Saturday, October 10, 2020

"Heat's" Alive

My goodness gracious. Game 5, the first of three straight elimination games for the "Heat" in the NBA Finals, went to Miami in the end--and at the end, 111-108.

Jimmy Butler has established himself in these Finals as one of the starting five greatest players in today's NBA. Jimmy but up his second 3W of the Finals, out-playing the King. Butler played all but one minute, at point slumped on a video table in evident exhaustion and finished with 35 points on 11/19 field shooting, 1/3 from range and 12/12 from the line; 12 rebounds, 11 assists, 5--5!--steals and a block. King James was game high with 40 points, 14 boards, 7 assists and 3 steals in 42 minutes.

Butler, more than any other player who has ever played for the "Heat", yes more than Dwyane Wade, is the instantiation of "Heat" Culture. Butler has an unquenchable fire within, the biggest playing heart, heroic will. He refutes, smashes, demolishes, the truism in sports and war, that fatigue makes cowards of us all. You want quit, look to the Oval Office, look to the King on the other team. Butler and this "Heat" team have not a quit cell in their bodies.

This being the "Heat" it was not just a matter of Jimmy out-willing, out-burning, out-performing LeBron James. This is a Team. Miami had six players in double figures. Next high to Butler was Duncan Robinson with 26. Kendrick Nunn had 14 as last man off the bench. Ailing Bam Adebayor had a quiet 13. Tyler Herro had 12 and Jae Crowder 11. On the other side Anthony Davis got much the better of Bam with a full stat line of 28, 12, 3, 3, and 3. Kentavious Caldwell-Pope was the only other "Laker"in double figures with 16. Six double scorers for Miami, three for the uber-talented odds-on favorites. 

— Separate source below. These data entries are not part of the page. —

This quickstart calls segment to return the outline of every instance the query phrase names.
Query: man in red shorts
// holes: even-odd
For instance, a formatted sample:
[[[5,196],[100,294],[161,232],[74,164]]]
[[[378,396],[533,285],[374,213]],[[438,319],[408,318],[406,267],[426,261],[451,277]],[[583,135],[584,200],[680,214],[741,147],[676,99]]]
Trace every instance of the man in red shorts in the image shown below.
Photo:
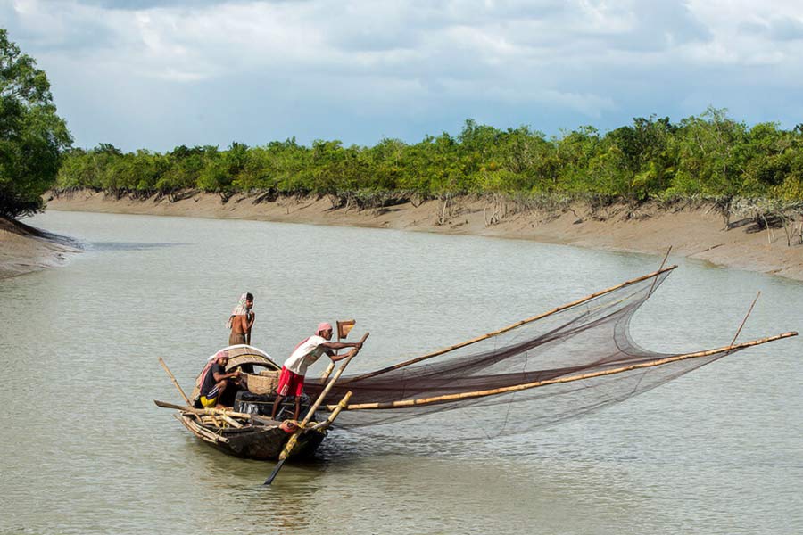
[[[326,353],[333,362],[337,362],[350,357],[354,350],[343,355],[335,355],[335,350],[344,348],[359,350],[362,347],[359,342],[329,342],[330,340],[332,340],[332,325],[322,323],[319,324],[315,334],[295,346],[290,358],[285,361],[285,366],[282,366],[279,384],[276,389],[278,395],[276,397],[276,401],[273,402],[271,419],[276,418],[277,410],[286,397],[295,396],[295,413],[293,419],[298,420],[301,412],[301,396],[304,393],[304,375],[307,374],[307,367],[315,363],[321,355]]]

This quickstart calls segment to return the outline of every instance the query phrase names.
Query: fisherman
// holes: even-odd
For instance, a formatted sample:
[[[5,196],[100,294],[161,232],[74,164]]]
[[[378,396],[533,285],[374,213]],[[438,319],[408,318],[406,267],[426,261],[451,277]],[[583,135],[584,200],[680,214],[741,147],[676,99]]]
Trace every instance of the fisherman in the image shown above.
[[[239,383],[240,371],[226,373],[226,365],[228,364],[228,351],[221,350],[215,353],[203,371],[201,372],[201,406],[204,408],[215,407],[218,400],[223,396],[229,379],[234,379],[235,383]]]
[[[251,293],[241,295],[237,305],[231,310],[228,323],[226,324],[226,326],[231,329],[228,345],[251,344],[251,328],[256,317],[252,308],[253,308],[253,295]]]
[[[282,372],[279,374],[278,387],[276,389],[276,401],[273,402],[273,411],[270,419],[276,419],[276,413],[285,398],[289,395],[295,396],[295,413],[294,420],[298,420],[301,413],[301,396],[304,393],[304,375],[307,367],[317,361],[324,353],[329,356],[333,362],[343,360],[351,357],[362,347],[362,343],[329,342],[332,340],[332,325],[327,323],[319,324],[315,334],[310,336],[295,346],[290,358],[285,361]],[[335,354],[335,350],[354,348],[343,355]]]

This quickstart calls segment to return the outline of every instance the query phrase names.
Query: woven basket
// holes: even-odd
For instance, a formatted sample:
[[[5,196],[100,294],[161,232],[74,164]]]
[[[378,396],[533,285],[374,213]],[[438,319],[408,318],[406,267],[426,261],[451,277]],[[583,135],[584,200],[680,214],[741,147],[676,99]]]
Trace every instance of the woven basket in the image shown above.
[[[278,386],[279,372],[260,372],[259,375],[248,374],[248,391],[254,394],[272,394]]]

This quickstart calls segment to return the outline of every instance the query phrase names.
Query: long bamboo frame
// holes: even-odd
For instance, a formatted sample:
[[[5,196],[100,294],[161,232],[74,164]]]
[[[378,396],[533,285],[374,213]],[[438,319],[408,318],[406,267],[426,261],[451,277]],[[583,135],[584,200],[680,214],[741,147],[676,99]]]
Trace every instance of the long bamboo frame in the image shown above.
[[[552,314],[556,314],[558,312],[560,312],[561,310],[566,310],[567,309],[571,309],[572,307],[575,307],[577,305],[584,303],[585,301],[588,301],[588,300],[591,300],[597,297],[600,297],[600,295],[605,295],[606,293],[610,293],[611,292],[619,290],[620,288],[624,288],[625,286],[629,286],[630,284],[633,284],[635,283],[640,283],[640,282],[647,280],[650,277],[657,277],[658,276],[661,275],[662,273],[666,273],[667,271],[672,271],[675,268],[677,268],[676,265],[669,266],[668,268],[658,269],[658,271],[654,271],[653,273],[650,273],[648,275],[644,275],[640,277],[631,279],[629,281],[625,281],[620,284],[617,284],[616,286],[611,286],[610,288],[608,288],[606,290],[601,290],[595,293],[592,293],[591,295],[588,295],[582,299],[578,299],[577,300],[572,301],[566,305],[561,305],[559,307],[552,309],[551,310],[548,310],[547,312],[542,312],[542,314],[539,314],[537,316],[534,316],[534,317],[528,317],[526,319],[522,319],[521,321],[518,321],[518,322],[516,322],[515,324],[509,325],[507,327],[502,327],[501,329],[499,329],[498,331],[493,331],[492,333],[483,334],[482,336],[477,336],[476,338],[472,338],[471,340],[468,340],[466,342],[455,344],[453,346],[450,346],[450,347],[443,349],[443,350],[438,350],[437,351],[434,351],[432,353],[427,353],[426,355],[422,355],[421,357],[417,357],[417,358],[411,358],[410,360],[405,360],[404,362],[400,362],[399,364],[394,364],[393,366],[389,366],[387,367],[384,367],[384,368],[381,368],[381,369],[378,369],[378,370],[376,370],[373,372],[362,374],[361,375],[357,375],[356,377],[348,377],[348,378],[341,381],[340,384],[341,385],[348,384],[349,383],[352,383],[354,381],[368,379],[368,377],[376,377],[377,375],[381,375],[382,374],[386,374],[387,372],[392,372],[393,370],[397,370],[397,369],[404,367],[406,366],[410,366],[411,364],[416,364],[416,363],[421,362],[422,360],[426,360],[428,358],[432,358],[434,357],[438,357],[439,355],[443,355],[443,353],[448,353],[449,351],[453,351],[454,350],[459,350],[460,348],[464,348],[464,347],[471,345],[473,343],[476,343],[477,342],[482,342],[483,340],[491,338],[492,336],[496,336],[497,334],[501,334],[502,333],[507,333],[508,331],[510,331],[512,329],[519,327],[523,325],[532,323],[538,319],[542,319],[543,317],[546,317],[547,316],[551,316]],[[650,292],[651,292],[651,290],[650,290]]]
[[[653,367],[657,366],[663,366],[665,364],[669,364],[671,362],[677,362],[679,360],[686,360],[688,358],[699,358],[700,357],[710,357],[711,355],[716,355],[716,353],[726,352],[730,353],[735,350],[741,350],[744,348],[749,348],[751,346],[760,345],[762,343],[766,343],[768,342],[774,342],[775,340],[780,340],[782,338],[789,338],[791,336],[797,336],[798,333],[796,332],[789,332],[783,333],[782,334],[776,334],[775,336],[769,336],[766,338],[761,338],[758,340],[753,340],[751,342],[746,342],[743,343],[736,344],[736,345],[728,345],[721,348],[717,348],[716,350],[708,350],[706,351],[697,351],[694,353],[686,353],[684,355],[676,355],[675,357],[668,357],[666,358],[660,358],[658,360],[653,360],[650,362],[642,362],[641,364],[633,364],[630,366],[621,366],[617,368],[611,368],[609,370],[604,370],[601,372],[592,372],[589,374],[581,374],[578,375],[569,375],[567,377],[559,377],[558,379],[549,379],[546,381],[536,381],[534,383],[526,383],[524,384],[516,384],[513,386],[507,386],[503,388],[497,388],[493,390],[484,390],[484,391],[476,391],[473,392],[461,392],[459,394],[447,394],[443,396],[436,396],[434,398],[422,398],[418,399],[404,399],[402,401],[387,401],[384,403],[358,403],[354,405],[347,405],[343,410],[366,410],[366,409],[386,409],[386,408],[403,408],[407,407],[418,407],[421,405],[429,405],[432,403],[443,403],[446,401],[457,401],[459,399],[471,399],[475,398],[484,398],[486,396],[495,396],[498,394],[505,394],[509,392],[516,392],[525,390],[529,390],[532,388],[537,388],[539,386],[546,386],[548,384],[558,384],[561,383],[571,383],[573,381],[580,381],[583,379],[592,379],[593,377],[601,377],[604,375],[612,375],[614,374],[621,374],[622,372],[628,372],[630,370],[636,370],[641,368],[648,368]],[[326,407],[327,410],[335,410],[336,405],[327,405]]]

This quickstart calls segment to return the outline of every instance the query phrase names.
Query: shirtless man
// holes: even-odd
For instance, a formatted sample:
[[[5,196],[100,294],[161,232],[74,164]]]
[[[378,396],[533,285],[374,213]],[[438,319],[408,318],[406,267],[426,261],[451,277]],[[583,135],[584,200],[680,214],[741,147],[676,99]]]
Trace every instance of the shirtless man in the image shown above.
[[[359,342],[329,342],[330,340],[332,340],[332,325],[322,323],[319,324],[315,334],[295,346],[290,358],[285,361],[285,365],[282,366],[279,384],[276,389],[277,395],[276,401],[273,402],[270,419],[276,419],[279,405],[286,396],[292,394],[295,396],[295,414],[293,419],[298,420],[299,413],[301,413],[301,396],[304,393],[304,375],[307,373],[307,367],[318,360],[321,355],[326,353],[332,362],[337,362],[351,357],[354,350],[362,347]],[[343,355],[335,354],[335,350],[344,348],[354,348],[354,350]]]
[[[228,327],[231,329],[228,335],[228,345],[238,343],[251,344],[251,328],[256,315],[251,310],[253,307],[253,295],[244,293],[228,317]]]

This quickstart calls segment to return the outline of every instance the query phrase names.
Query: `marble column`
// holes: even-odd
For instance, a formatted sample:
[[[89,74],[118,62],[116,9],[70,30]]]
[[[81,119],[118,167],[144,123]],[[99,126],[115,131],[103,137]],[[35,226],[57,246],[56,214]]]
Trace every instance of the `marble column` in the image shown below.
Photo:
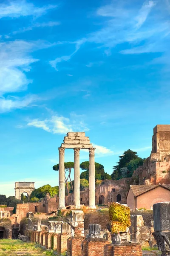
[[[65,182],[64,171],[64,148],[59,148],[59,209],[64,209],[65,207]]]
[[[76,208],[80,207],[80,167],[79,151],[80,148],[74,148],[74,204]]]
[[[96,208],[95,206],[95,166],[94,162],[95,148],[89,151],[89,207]]]

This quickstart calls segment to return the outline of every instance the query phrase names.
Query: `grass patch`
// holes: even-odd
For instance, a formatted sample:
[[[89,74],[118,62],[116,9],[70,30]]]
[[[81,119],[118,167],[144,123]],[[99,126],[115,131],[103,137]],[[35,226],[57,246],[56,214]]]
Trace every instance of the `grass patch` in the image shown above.
[[[20,240],[0,240],[0,256],[42,256],[45,252],[41,248],[36,247],[35,244],[24,242]]]

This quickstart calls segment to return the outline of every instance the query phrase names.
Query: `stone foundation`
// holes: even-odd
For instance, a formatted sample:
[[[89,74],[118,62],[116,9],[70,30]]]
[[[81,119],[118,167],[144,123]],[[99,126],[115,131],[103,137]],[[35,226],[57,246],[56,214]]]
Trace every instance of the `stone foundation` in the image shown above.
[[[84,240],[82,243],[82,256],[103,256],[104,248],[110,242],[102,239]]]
[[[68,256],[81,256],[84,237],[69,237],[67,240]]]
[[[141,245],[138,244],[106,244],[104,249],[104,256],[142,256],[142,255]]]

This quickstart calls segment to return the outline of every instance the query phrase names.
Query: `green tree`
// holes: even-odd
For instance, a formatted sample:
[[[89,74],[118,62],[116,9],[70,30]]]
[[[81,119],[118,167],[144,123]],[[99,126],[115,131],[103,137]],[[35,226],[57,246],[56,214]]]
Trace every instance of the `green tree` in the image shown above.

In any other year this would be the grandest story and the "Heat" America's team. But in that other year they might not even be here. Life in a Bubble becomes Miami. They have one more elimination game Sunday and if they are still alive then, a double elimination Game 7. It is the grandest story nobody knows. It will be in that pantheon of classics ignored in the press of events if this Miami team can come back from a 3-1 deficit, win it all and send the "King" off the court with time remaining, giving up on his team yet again. 

The soul of all sport lives at 601 Biscayne Blvd and particularly in the chest and gut of number 22 in red and white. We are all witnesses.